Herfried Münklers geopolitischer Rundumschlag auf der Meinungsseite der
NZZ beginnt mit einer schwerwiegenden Einsicht: "In weltpolitischen Umbruchphasen fällt es schwer zu sagen,
wohin die Entwicklung der nächsten Jahre gehen wird." Für
Europa macht er aber Hoffnung, sofern es die Kopfnüsse Putins und Trumps positiv ummünzen könne: "Putin und Trump hätten dann Hilfestellung am Turngerät geleistet, ohne die es den Europäern nicht gelungen wäre, den entsprechenden Willen zum Wettstreit aufzubringen. Jetzt müssen sie sich bewegen, wenn sie nicht zum Fußabtreter der großen Mächte werden wollen.
Demonstrative Demütigungen haben mitunter
erstaunliche Effekte. Die Europäer haben es letztlich selbst in der Hand, welche Position sie in der entstehenden Weltordnung spielen wollen. Allein das ist ein Grund zu politischer Zuversicht. Vor einigen Jahren noch war unvorstellbar, was jetzt in Gang gekommen ist:
Europa wehrt sich gegen seine Provinzialisierung."

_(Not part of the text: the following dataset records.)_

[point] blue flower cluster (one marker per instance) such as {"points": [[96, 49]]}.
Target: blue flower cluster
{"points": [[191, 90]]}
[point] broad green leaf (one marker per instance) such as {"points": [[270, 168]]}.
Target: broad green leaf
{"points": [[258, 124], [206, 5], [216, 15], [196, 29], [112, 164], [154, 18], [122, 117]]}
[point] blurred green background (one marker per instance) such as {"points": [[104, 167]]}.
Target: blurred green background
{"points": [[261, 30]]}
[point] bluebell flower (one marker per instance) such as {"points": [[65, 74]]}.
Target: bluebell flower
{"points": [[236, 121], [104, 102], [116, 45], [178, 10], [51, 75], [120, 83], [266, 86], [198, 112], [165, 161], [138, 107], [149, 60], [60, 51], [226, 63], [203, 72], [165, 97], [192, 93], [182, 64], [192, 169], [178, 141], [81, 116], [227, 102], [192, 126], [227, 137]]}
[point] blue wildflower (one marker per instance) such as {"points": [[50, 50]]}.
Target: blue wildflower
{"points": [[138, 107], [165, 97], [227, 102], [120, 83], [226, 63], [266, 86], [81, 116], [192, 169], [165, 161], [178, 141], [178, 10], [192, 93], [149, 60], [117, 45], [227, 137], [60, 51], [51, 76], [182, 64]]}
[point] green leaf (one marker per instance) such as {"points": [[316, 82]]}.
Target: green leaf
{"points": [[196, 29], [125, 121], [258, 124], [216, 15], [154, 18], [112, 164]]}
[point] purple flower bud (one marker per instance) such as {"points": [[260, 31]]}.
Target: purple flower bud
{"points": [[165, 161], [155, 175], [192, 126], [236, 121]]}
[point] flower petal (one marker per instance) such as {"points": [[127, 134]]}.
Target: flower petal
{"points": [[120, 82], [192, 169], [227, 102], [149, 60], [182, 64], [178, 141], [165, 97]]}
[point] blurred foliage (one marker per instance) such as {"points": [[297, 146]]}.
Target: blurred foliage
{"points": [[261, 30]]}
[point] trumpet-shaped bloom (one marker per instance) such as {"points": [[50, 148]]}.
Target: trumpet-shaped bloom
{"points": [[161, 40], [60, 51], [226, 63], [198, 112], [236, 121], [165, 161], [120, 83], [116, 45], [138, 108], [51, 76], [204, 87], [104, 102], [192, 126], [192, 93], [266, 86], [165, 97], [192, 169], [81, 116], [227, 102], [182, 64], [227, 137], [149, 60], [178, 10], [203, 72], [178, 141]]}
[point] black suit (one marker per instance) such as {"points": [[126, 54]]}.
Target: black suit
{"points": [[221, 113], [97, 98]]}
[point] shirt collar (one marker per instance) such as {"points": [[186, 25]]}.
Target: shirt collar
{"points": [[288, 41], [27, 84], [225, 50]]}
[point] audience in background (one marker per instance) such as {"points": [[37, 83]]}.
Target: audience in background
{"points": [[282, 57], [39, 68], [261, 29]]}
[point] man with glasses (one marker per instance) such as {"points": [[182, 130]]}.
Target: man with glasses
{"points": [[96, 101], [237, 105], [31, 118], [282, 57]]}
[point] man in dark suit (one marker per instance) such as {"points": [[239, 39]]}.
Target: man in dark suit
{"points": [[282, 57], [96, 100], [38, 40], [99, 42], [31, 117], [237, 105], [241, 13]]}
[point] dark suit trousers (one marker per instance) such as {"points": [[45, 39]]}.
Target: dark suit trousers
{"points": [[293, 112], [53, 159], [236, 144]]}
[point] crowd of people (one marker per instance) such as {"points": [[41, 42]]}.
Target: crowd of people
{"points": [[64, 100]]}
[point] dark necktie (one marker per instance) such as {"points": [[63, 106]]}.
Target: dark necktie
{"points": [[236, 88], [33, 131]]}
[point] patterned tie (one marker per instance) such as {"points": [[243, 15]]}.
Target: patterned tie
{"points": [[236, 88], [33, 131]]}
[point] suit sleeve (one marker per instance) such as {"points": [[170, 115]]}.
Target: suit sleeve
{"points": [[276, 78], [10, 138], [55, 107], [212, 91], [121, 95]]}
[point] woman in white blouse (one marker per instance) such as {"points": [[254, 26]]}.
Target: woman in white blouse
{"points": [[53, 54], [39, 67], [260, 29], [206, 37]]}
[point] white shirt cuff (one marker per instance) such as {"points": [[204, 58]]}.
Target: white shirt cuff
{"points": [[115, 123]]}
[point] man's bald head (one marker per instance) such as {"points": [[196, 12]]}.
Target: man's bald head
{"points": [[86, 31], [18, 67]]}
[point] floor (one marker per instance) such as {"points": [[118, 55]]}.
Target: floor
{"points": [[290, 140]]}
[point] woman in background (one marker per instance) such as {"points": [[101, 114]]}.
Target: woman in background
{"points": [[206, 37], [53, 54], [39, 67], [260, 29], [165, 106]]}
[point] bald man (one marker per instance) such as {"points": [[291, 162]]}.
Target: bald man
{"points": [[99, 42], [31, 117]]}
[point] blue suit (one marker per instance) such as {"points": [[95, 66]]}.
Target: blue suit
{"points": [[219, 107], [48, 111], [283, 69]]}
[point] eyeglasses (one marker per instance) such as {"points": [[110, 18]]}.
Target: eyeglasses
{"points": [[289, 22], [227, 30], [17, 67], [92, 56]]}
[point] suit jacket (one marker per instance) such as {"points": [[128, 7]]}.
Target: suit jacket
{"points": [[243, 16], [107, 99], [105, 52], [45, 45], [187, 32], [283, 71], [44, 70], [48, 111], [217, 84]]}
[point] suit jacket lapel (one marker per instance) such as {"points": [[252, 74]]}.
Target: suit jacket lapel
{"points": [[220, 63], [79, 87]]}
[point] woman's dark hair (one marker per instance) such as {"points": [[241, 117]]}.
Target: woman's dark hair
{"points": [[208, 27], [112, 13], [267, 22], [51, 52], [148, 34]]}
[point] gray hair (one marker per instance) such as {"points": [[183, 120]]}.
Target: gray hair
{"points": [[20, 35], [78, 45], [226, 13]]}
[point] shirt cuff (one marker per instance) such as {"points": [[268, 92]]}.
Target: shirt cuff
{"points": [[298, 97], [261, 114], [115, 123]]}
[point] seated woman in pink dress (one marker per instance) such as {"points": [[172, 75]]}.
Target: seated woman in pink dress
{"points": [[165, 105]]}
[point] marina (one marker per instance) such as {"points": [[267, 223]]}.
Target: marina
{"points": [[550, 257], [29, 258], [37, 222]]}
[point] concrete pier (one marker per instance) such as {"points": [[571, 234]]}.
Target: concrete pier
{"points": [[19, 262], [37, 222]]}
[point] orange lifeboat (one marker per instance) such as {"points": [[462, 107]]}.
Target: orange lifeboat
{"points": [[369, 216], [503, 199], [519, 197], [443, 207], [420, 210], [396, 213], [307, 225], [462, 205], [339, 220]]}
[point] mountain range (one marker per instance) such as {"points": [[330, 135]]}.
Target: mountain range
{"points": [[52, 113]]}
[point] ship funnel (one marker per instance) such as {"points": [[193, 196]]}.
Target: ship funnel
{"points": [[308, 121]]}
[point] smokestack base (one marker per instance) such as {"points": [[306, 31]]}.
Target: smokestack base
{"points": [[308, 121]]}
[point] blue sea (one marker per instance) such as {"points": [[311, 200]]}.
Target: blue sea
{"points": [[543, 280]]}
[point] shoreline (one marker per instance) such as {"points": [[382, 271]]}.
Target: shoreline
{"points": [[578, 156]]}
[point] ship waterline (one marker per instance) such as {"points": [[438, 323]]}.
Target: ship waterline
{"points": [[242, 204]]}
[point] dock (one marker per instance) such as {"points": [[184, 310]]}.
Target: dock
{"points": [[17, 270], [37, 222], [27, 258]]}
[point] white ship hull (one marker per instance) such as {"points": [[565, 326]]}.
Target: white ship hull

Manchmal bereitet es Beamten sicher auch Genuss, einen Befund in ihrem ganz eigenen Prosastil zu verfassen. Die der AfD nahestehende
Desiderius-Erasmus-Stiftung kriegt partout kein Geld vom zuständigen Innenminister Alexander Dobrindt (CSU). Eine Autorengruppe der
SZ berichtet und zitiert aus einer Antwort des Innenministeriums auf die Frage zum Stand der Angelegenheit: "'Ob Zuschüsse der AfD nahestehenden Desiderius Erasmus Stiftung im Sinne des Stiftungsfinanzierungsgesetzes zustehen, ist derzeit Gegenstand einer Prüfung', teilt das Bundesinnenministerium auf Anfrage mit. 'Bestandteil dieser Prüfung auf Grundlage des Stiftungsfinanzierungsgesetzes ist auch, ob die jeweilige Stiftung sich aktiv für die
freiheitliche und demokratische Grundordnung und den Gedanken der Völkerverständigung einsetzt.' Diese Prüfung dauere für die DES noch an, erklärt das Ministerium weiter. Und offenbar kann die auch noch einige weitere Monate andauern." Bei der AfD geht es erstmal um
18 Millionen Euro, so die Autoren. Die Budgets der anderen Stiftungen für 2024 sind
hier aufgelistet: Konrad-Adenauer-Stiftung (CDU): 197,3 Millionen Euro, Friedrich-Ebert-Stiftung (SPD): 177,7 Millionen Euro, Heinrich-Böll-Stiftung (Grüne): 86,5 Millionen Euro, Friedrich-Naumann-Stiftung (FDP): 78,9 Millionen Euro, Hanns-Seidel-Stiftung (CSU): 75,9 Millionen Euro, Rosa-Luxemburg-Stiftung (Linke): 71,2 Millionen Euro.